Pourquoi "simpliste"?

La loi de 1905 garantit la liberté de conscience et le libre exercice des cultes, ainsi que la non-discrimination et l'égalité des citoyens devant la loi, quelle que soit leur religion. Voilà les deux finalités majeures de la laïcité, qui pose, comme moyen pour y parvenir, la séparation des Eglises et de l'Etat, vu comme un arbitre, neutre. La loi énonce que la religion n'est pas affaire d'Etat. Cela ne veut pas dire qu'elle soit reléguée à la sphère privée, contrairement à l'interprétation qui se répand depuis des années, produisant une confusion et un glissement fallacieux.

C'est-à-dire?

On veut étendre l'obligation de neutralité de l'Etat vers la société elle-même. On confond laïcité et neutralité, cette dernière n'étant qu'un moyen et non une finalité en soi. Je m'explique. La loi est supposée dire : "Cachez cette religion que je ne saurais voir..." Mais pas du tout ! La loi n'a jamais interdit les manifestations de la religion sur la voie publique. En 1905, le débat a été vif, sur ce point, certains voulant les interdire. Or, au contraire, les limites fixées aux processions catholiques par Bonaparte en 1802 ont été abolies. Simplement, les processions ne devaient pas être agressives envers les non-catholiques et l'esprit était que chacun accepte la libre expression de l'autre. 

Résultat : ces manifestations qui, à la fin du XIXe siècle, avaient une signification politico-religieuse -raison pour laquelle des maires tentaient de les empêcher- se sont progressivement dépolitisées. A partir du moment où elles ont été plus libres, le calme est revenu. Le problème est que, depuis plusieurs années, prospère une interprétation fallacieuse de cette neutralité que l'on voudrait étendre à des pans entiers de l'espace public, au profit d'une vision laïciste qui confond le combat pour la laïcité avec la négation de la religion ou sa relégation dans l'"intime". Ce qui donnerait un Etat non plus laïque mais partiellement athée. Or, dans la loi de 1905, l'obligation de neutralité est faite à l'Etat et à ses représentants, pas aux citoyens.

La loi sur le foulard, en 2004, n'a-t-elle pas été comprise par les musulmans comme une obligation de neutralité?

Cette loi a en effet donné lieu à un terrible paradoxe. Il s'agissait d'une interdiction limitée aux élèves mineurs des écoles publiques. En dehors, le port du foulard restait légitime.
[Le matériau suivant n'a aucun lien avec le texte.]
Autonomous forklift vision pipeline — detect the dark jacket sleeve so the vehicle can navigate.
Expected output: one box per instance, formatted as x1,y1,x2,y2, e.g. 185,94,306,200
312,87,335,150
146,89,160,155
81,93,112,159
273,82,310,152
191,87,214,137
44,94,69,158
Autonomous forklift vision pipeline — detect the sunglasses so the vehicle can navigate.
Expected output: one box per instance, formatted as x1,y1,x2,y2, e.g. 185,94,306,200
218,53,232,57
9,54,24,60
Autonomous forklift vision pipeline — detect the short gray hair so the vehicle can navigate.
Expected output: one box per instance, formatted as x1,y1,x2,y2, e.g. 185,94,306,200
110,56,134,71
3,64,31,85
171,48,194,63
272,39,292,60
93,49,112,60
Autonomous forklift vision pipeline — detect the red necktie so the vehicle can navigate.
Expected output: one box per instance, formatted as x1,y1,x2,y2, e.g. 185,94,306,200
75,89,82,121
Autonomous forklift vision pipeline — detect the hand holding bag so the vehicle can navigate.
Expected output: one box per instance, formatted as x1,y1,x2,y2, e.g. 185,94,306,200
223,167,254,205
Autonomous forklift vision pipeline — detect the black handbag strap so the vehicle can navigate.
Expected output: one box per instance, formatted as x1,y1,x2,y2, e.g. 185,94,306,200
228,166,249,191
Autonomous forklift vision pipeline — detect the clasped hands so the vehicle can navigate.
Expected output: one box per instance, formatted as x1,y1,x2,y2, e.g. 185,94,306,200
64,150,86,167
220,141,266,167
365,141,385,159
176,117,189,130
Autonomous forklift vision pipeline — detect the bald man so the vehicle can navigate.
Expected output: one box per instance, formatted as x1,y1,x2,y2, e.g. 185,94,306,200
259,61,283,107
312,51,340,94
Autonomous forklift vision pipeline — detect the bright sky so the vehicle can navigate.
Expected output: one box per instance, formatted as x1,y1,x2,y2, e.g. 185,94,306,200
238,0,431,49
Or, pour obtenir cette interdiction, on a procédé à une dénonciation globale du foulard, traduit comme étant toujours un outil de soumission de la femme... Ce qui a créé des confusions dans l'esprit des gens. A la fin de l'année 2004, Jacques Chirac a créé la Haute Autorité de lutte contre les discriminations et pour l'égalité (Halde), un garde-fou utile qui a permis de circonscrire la loi dans un souci d'équilibre et de prendre conscience des discriminations et préjugés demeurant dans la société française. 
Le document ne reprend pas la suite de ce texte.